Portugal encontra-se a fazer um esforço extremo para meter as contas na ordem. Mas é manifesto que, mercê da receita imposta pela troika, existem problemas sérios que colocam em causa a eficácia do esforço agora exigido aos portugueses podendo, no importante aspecto da solidez do sector financeiro, ter consequências opostas ao pretendido pelo sindicato credor.
Portugal, no momento actual, apenas pode crescer por via das exportações. E, neste momento, temos razões para nos queixar da redução do crescimento nos nossos países parceiros tradicionais. Mas, havendo competitividade, os exportadores poderão procurar outros mercados. Para trazer dinamismo a este sector da economia foram já tomadas medidas excepcionalmente importantes, como seja a reforma da legislação laboral. Mas continua a existir um sem número de "custos de contexto", designadamente nos sectores de bens não (ou pouco) transaccionáveis, designadamente na energia, que urge atacar. Aqui, tem sido extremamente positivo o papel que a troika tem vindo a desempenhar. Mas existem barreiras no capítulo do financiamento que podem deitar por terra todo este esforço.

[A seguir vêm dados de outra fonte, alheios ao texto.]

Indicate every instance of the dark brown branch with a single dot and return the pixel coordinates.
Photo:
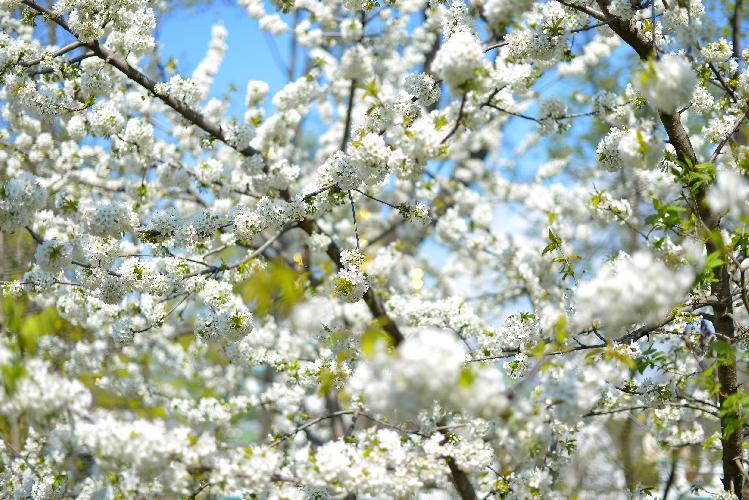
(189, 114)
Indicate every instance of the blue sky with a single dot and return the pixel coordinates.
(185, 33)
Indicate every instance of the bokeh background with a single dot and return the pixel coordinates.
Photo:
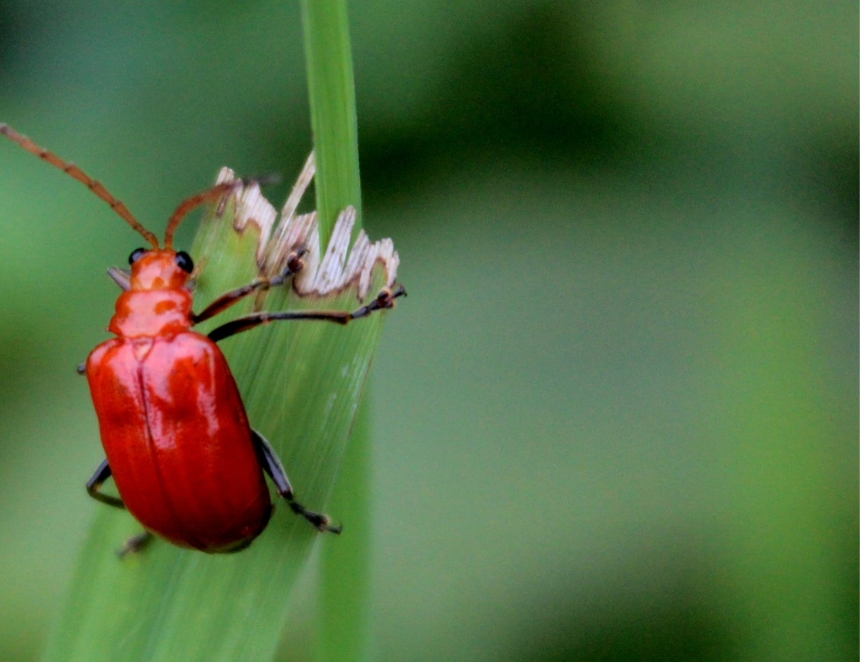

É absolutamente crucial para o financiamento da economia portuguesa que os bancos possam rapidamente regressar aos mercados internacionais. O modelo adoptado pela troika assenta no pressuposto de se proceder a um exaustivo levantamento dos problemas das carteiras dos bancos, realizada por entidades externas e independentes, se obrigar as instituições a reconhecer de imediato todas as suas perdas potenciais (passando os activos problemáticos para "bad banks" disfarçados de "private equity") e os recapitalizar forçadamente, e em excesso, ao mesmo tempo que os obriga a um processo de forte desalavancagem. Assim, espera que estes fiquem com um perfil de risco francamente diminuído podendo, assim, voltar a merecer a confiança dos mercados.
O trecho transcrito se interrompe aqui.